Incident Manager Onboarding - Chad Woolley

This issue is for training and onboarding to be a GitLab Incident Manager.

IM Onboarder Details

Onboarder - GitLab username
Ideal shift: 17:00 UTC - 23:00 UTC - shift (see handbook for details)
Add IM-OnboardingTraining when you begin working through this issue

Companion learning resource

We have created a Incident Manager Training LevelUp course to be a companion resource to this onboarding issue. We are continually seeking to improve the offering, so please do give us feedback here if you see things that could be better.
There is also an extensive Frequently Asked Questions section in the Incident Manager onboarding handbook page

The goal of incident response:

The goal of the incident response process is to mitigate customer and/or business impact and restore service to its previous condition. We should favor mitigating the impact over understanding the underlying cause.

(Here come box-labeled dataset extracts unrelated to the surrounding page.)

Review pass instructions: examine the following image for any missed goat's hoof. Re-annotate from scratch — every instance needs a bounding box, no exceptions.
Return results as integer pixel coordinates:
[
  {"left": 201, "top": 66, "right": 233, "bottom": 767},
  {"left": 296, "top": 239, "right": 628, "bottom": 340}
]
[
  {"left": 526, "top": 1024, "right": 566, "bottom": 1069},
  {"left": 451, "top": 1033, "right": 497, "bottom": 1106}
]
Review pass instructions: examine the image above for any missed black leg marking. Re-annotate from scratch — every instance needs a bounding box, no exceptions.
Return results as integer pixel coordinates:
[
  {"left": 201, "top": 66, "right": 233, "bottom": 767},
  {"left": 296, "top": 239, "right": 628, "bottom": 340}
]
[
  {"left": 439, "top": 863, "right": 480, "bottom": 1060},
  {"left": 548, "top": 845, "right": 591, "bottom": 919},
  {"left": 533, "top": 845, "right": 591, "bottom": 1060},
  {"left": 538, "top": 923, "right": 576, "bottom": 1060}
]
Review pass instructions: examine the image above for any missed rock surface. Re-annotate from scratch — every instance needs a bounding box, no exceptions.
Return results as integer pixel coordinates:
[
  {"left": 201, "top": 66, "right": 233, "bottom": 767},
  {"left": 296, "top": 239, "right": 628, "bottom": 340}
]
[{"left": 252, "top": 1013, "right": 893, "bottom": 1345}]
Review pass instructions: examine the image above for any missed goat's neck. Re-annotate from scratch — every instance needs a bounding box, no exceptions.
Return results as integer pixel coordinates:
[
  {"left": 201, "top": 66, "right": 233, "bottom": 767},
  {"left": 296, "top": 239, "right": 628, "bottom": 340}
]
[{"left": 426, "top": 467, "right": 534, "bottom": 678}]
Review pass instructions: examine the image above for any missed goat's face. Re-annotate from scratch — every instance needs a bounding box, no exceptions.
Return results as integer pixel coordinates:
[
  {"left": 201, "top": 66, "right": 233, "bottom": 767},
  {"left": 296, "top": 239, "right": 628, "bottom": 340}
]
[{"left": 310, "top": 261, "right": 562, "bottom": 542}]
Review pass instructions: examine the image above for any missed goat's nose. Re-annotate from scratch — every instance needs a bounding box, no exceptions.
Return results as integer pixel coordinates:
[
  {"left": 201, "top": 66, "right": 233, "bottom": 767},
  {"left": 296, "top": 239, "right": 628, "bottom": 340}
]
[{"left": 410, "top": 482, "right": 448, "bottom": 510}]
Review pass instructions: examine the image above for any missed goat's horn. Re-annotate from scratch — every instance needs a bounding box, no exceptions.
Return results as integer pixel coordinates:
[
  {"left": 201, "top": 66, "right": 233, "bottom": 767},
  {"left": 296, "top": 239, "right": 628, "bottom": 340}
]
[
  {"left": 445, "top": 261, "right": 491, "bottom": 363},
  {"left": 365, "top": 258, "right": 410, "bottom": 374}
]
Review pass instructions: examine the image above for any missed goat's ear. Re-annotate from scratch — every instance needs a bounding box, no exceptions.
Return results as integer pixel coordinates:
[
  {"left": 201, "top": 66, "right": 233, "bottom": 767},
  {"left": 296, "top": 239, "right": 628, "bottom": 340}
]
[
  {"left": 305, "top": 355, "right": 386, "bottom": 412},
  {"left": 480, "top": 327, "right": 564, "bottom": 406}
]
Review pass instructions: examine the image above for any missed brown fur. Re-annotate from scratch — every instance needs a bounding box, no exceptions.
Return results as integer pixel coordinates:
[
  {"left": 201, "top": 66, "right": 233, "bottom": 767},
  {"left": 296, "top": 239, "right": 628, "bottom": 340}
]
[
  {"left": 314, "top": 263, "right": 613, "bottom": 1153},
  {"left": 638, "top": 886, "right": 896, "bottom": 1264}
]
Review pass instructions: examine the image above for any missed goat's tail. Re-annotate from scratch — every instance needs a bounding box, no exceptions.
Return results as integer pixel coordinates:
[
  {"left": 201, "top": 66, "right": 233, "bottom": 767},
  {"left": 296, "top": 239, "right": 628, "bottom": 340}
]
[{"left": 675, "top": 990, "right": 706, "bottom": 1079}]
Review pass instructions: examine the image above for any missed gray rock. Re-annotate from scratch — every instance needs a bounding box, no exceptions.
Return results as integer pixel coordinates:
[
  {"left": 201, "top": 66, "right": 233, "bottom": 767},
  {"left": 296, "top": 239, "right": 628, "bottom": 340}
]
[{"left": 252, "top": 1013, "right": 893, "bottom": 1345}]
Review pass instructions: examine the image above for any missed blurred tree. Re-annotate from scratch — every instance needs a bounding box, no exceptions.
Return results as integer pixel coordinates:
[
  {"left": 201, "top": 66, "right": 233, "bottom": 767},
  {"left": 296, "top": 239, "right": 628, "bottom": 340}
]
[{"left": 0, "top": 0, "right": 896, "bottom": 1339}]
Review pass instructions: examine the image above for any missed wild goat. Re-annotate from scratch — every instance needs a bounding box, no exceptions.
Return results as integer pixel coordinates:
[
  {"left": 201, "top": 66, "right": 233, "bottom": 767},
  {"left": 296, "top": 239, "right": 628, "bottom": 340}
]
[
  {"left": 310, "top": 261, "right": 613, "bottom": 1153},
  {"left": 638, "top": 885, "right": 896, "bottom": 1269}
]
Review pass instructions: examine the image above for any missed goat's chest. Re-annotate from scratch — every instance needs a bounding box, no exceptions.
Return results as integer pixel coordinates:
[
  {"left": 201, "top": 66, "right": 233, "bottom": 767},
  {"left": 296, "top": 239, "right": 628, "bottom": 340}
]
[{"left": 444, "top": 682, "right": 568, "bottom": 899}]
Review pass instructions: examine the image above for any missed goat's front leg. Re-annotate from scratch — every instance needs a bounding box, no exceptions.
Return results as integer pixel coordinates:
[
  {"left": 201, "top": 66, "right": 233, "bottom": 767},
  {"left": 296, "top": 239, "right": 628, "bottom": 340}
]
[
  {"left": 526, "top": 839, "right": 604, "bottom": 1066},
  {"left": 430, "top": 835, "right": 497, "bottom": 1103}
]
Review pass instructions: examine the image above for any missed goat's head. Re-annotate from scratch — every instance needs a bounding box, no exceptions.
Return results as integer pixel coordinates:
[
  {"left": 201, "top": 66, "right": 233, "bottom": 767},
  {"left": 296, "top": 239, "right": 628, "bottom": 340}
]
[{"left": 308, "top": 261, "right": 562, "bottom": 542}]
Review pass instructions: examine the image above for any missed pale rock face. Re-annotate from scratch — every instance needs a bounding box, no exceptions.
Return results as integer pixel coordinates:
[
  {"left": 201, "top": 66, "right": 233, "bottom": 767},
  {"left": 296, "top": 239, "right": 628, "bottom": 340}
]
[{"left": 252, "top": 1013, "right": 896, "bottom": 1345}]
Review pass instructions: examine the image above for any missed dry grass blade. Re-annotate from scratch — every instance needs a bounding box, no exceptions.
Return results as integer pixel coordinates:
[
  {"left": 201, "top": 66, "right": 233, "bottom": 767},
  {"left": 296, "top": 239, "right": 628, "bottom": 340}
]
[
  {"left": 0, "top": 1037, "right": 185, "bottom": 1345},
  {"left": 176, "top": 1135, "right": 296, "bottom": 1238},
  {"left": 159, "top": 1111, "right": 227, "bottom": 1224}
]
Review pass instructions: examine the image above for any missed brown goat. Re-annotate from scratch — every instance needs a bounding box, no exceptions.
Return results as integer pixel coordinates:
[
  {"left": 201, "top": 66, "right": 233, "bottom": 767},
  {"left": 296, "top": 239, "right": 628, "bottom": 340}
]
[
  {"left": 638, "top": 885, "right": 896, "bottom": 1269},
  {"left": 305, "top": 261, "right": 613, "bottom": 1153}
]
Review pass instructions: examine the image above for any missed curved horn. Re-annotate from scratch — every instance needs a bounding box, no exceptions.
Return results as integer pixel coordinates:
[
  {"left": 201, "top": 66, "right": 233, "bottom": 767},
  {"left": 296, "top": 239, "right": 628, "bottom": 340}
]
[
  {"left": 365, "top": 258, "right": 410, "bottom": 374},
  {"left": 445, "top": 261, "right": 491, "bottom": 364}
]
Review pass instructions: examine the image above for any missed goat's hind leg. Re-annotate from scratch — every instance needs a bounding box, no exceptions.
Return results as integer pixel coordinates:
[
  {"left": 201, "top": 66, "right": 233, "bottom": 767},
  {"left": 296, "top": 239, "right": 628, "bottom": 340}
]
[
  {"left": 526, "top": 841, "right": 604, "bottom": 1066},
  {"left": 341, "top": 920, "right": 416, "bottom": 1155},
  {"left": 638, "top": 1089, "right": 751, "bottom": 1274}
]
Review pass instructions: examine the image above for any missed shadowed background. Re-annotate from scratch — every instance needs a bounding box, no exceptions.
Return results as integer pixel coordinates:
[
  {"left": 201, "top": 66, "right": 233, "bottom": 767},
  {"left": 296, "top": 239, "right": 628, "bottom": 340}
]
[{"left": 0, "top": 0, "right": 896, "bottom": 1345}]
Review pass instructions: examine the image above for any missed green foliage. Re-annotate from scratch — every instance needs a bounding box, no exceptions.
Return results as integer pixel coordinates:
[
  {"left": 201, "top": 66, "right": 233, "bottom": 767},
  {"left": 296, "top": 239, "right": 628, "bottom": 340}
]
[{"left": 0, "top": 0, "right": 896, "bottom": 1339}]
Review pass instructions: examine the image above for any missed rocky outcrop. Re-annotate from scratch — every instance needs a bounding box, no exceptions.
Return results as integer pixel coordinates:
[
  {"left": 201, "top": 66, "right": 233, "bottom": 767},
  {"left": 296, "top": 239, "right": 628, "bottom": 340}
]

Example: The Engineer On-Call may decide to initiate a rollback to a known good version, even if the underlying cause of the problem is unknown.

There are some basic principles of incident response you should be aware of:

Declare incidents early and often.
Designate clearly defined roles.
Maintain a clear line of command.
Keep a working record of debugging and mitigation as you go.
Facilitate smooth hand-offs between responders coming and going on/off shift.

Source: https://sre.google/workbook/incident-response/

What is the role of Incident Manager?

An Incident Manager:

Commands and coordinates the incident response, delegating roles as needed.
Communicates effectively to the team and works with the Communication Manager on Call(CMOC) for external and executive communication.
Stays in control of the incident response.
Facilitates other responders so they can mitigate and resolve the incident.

Source: https://sre.google/workbook/incident-response/

What is not part of Incident Manager role?

An Incident Manager should not be directly engaging in debugging, troubleshooting, or creating technical fixes. These activities should be delegated to the GitLab Engineer On-Call (EOC) and other responding engineers so the Incident Manager can maintain operational awareness, communicate status, and coordinate the response.

See also the description of Roles and Responsibilities in our Incident Management documentation.

How does an Incident Manager effectively engage with the Engineer On-Call?

During a high-profile and high-impact incident (e.g severity 1), one of your primary responsibilities as Incident Manager is to help lower the stress levels of the Engineer On-Call.

Some methods that can be employed to accomplish this:

Act as a servant leader; ask the EOC what they need.
- Example: Do you need me to bring in someone from team X / dev escalations / CMOC?
Manage the incident room to keep interruptions to a minimum.
1. The purpose of the incident Zoom is for coordinating the technical investigation and mitigation.
2. Assist the CMOC with drafting status page updates off-call in a Slack thread, to keep the Zoom call focused.
3. If Directors or VPs join the incident call, direct their questions to Slack or a separate Zoom call.
4. Interrupt the EOC to ask for an update or a clarification when needed.
5. When the investigation is ongoing, get out of the way.
Manage the incident issue.
1. During a user-facing incident we may get lots of user reports and other comments on the incident issue.
2. When this happens, you will probably want to lock the incident issue to keep the information focused.
3. This helps the EOC and everyone working on the incident to understand the current status and ongoing threads of investigation.
4. Avoiding audience participation can also help lower the stress of everyone involved.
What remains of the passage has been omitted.